Gains in bonds were accompanied by strength in utility stocks and consumer products companies like Philip Morris Cos. and PepsiCo Inc., but investors fled technology shares after a report that semiconductor-equipment orders are slowing.

The Dow Jones industrial average rose 9.68, to 4,378.68, recouping a fraction of the 69.16 points it shed in the previous two days' retreat, but the technology-laden Nasdaq composite index lost 13.17, to 858.70. It was the biggest one-day drop for the Nasdaq index since it plummeted 15.15 points on Dec. 8, 1994.

The Standard & Poor's 500 index fell 0.07 to 523.58, its third straight decline.

Stocks fell after the Conference Board reported its index of consumer confidence declined more than economists had expected, to 101.6 in May from 104.6 in April, the first drop in three months.

The confidence report was the latest in a stream of reports that provided more evidence of a slowing economy. Those included a drop in April factory orders for big-ticket items like refrigerators, rising unemployment claims, dwindling home resales, and reduced projections for 1995 U.S. vehicle sales.

Technology shares paced the decline. Yesterday's fall was driven by the perception that technology companies' earnings will suffer if consumers and corporations curtail their shopping spree on computers and software, traders said.

Also buffeting chip shares was a report released late Friday showing orders for semiconductor-manufacturing equipment fell for the second month in April.

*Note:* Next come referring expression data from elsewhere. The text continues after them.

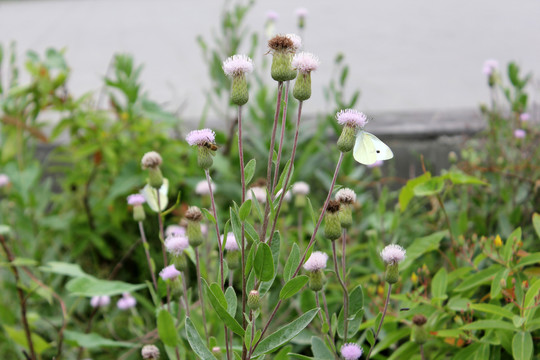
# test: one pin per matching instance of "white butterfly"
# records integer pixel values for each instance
(368, 149)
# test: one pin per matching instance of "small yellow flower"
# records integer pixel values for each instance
(498, 241)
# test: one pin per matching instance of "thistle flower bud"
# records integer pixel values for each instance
(332, 224)
(150, 352)
(254, 300)
(419, 333)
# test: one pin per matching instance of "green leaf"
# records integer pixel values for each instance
(249, 170)
(90, 286)
(421, 246)
(477, 279)
(285, 333)
(522, 346)
(264, 263)
(293, 286)
(19, 337)
(245, 209)
(166, 329)
(430, 187)
(536, 223)
(196, 342)
(489, 324)
(406, 194)
(221, 311)
(292, 262)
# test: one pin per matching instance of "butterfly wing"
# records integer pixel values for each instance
(368, 149)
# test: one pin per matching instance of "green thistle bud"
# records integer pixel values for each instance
(316, 280)
(204, 157)
(254, 300)
(239, 92)
(419, 333)
(302, 87)
(332, 224)
(347, 139)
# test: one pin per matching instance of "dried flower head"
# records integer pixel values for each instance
(151, 160)
(169, 272)
(333, 206)
(175, 230)
(281, 43)
(230, 244)
(297, 41)
(150, 352)
(419, 319)
(393, 254)
(305, 62)
(136, 199)
(300, 188)
(237, 65)
(490, 66)
(317, 261)
(201, 137)
(193, 213)
(202, 187)
(4, 180)
(351, 117)
(351, 351)
(100, 301)
(346, 196)
(176, 244)
(520, 133)
(126, 302)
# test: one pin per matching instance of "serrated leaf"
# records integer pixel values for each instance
(285, 333)
(293, 286)
(166, 329)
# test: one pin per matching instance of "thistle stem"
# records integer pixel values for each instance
(345, 292)
(199, 282)
(147, 252)
(382, 319)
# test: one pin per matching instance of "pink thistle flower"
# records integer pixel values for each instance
(126, 302)
(520, 133)
(300, 188)
(202, 188)
(258, 192)
(297, 41)
(351, 351)
(169, 272)
(490, 66)
(317, 261)
(136, 199)
(393, 254)
(176, 244)
(351, 117)
(175, 230)
(377, 163)
(305, 62)
(272, 15)
(201, 137)
(301, 12)
(4, 180)
(100, 301)
(237, 65)
(230, 244)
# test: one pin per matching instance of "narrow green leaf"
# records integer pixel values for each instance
(522, 346)
(264, 263)
(196, 342)
(293, 286)
(249, 170)
(285, 333)
(166, 330)
(245, 209)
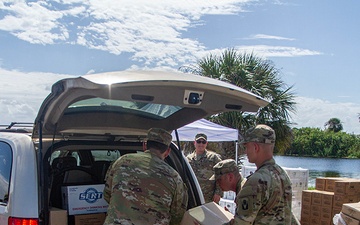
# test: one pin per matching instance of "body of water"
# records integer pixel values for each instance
(320, 167)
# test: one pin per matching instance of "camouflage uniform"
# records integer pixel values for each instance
(228, 166)
(144, 190)
(266, 196)
(203, 168)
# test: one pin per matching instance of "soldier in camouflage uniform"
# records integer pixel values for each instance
(266, 196)
(142, 189)
(227, 176)
(202, 162)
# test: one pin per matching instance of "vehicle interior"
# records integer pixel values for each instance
(73, 163)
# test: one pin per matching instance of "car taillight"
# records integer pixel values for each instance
(22, 221)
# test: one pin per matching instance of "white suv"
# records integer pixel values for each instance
(87, 122)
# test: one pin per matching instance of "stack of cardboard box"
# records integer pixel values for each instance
(319, 206)
(350, 214)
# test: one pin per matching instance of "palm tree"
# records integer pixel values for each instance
(258, 76)
(334, 124)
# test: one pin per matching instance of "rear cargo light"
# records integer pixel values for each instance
(23, 221)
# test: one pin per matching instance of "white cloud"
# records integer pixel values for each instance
(316, 112)
(21, 100)
(277, 51)
(265, 36)
(22, 94)
(152, 30)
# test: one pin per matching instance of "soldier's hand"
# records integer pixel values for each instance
(216, 198)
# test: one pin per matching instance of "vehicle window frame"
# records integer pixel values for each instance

Intel Corp. declined $5.375, to $110.50; Microsoft was off $4.50, to $83; and Compaq Computer Corp. dropped $2.125, to $38.125; IBM Corp. fell $2.50, to $92.50; Dell Computer Corp. slid $3, to $49; Sun Microsystems Inc. fell $3, to $44.125; and Hewlett-Packard Co. declined $2.25, to $64.625. A host of other technology shares also fell.


The Russell 2,000 index eased 1.42, to 269.15; the S&P; MidCap 400 index dropped 1.17, to 188.38; the Wilshire 5,000 index fell 9.16, to 5,120.20; and the American Stock Exchange market value index rose 0.59, to 491.33.

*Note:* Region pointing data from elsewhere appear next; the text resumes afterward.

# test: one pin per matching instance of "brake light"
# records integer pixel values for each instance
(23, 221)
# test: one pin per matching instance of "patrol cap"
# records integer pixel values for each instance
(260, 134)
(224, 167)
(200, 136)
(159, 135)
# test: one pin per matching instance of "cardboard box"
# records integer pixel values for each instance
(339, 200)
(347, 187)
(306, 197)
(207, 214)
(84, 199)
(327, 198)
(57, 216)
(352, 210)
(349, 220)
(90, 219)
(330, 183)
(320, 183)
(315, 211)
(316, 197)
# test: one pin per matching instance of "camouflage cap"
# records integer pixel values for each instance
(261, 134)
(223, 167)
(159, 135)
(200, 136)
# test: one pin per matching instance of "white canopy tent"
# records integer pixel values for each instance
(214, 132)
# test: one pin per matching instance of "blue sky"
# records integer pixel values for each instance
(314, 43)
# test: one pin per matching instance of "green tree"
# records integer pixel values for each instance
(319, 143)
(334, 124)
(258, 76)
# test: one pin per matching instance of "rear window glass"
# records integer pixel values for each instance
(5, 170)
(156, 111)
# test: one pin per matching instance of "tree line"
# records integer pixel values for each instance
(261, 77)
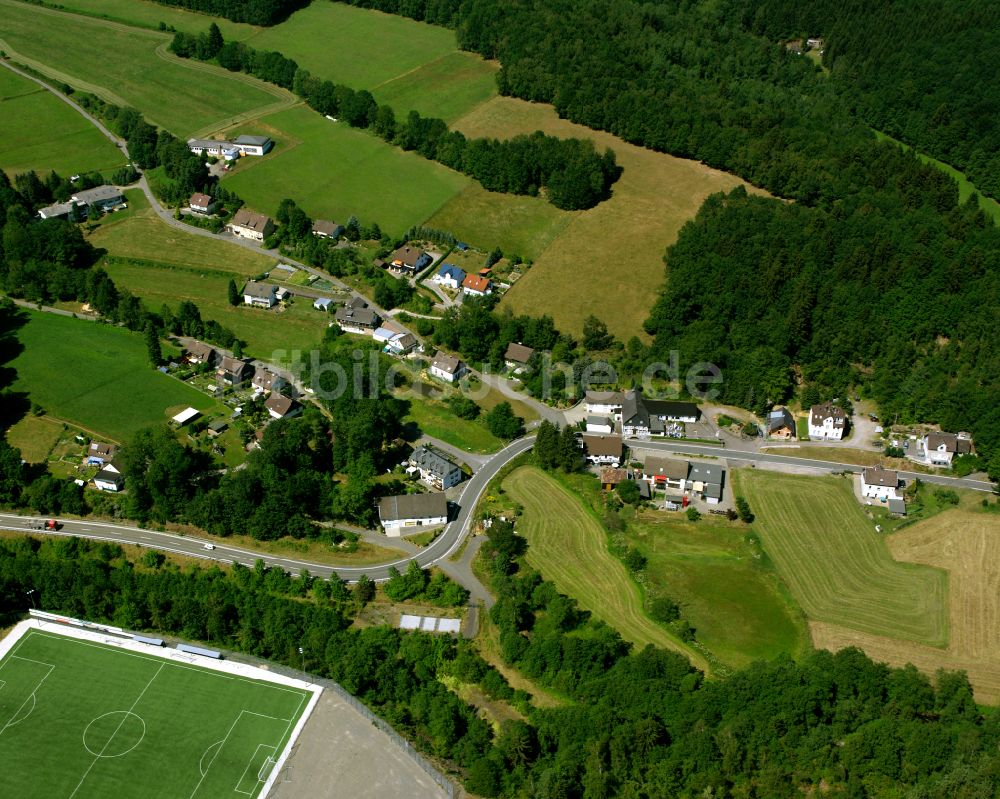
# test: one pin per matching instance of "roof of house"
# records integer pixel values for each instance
(432, 461)
(476, 283)
(446, 363)
(951, 442)
(877, 475)
(326, 227)
(97, 194)
(665, 467)
(604, 397)
(260, 291)
(413, 506)
(827, 410)
(252, 221)
(279, 403)
(255, 141)
(518, 353)
(452, 271)
(408, 256)
(598, 445)
(778, 419)
(612, 475)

Utilities, tobacco and beverage shares, perceived as shelters during economic slowdowns, rose. These shares also lagged technology shares during the market's six-month rally, making them better bargains, traders said.

The Dow Jones utilities average rallied 2.63, to 203.66, its highest level in 14 months.

Texas Utilities rose 50 cents, to $35.375; PepsiCo rose 87.5 cents, to $47.375; Coca-Cola climbed 50 cents, to $60.125; and Philip Morris rose $1.125, to $71, recouping losses made Friday when the company recalled cigarettes for filter contamination.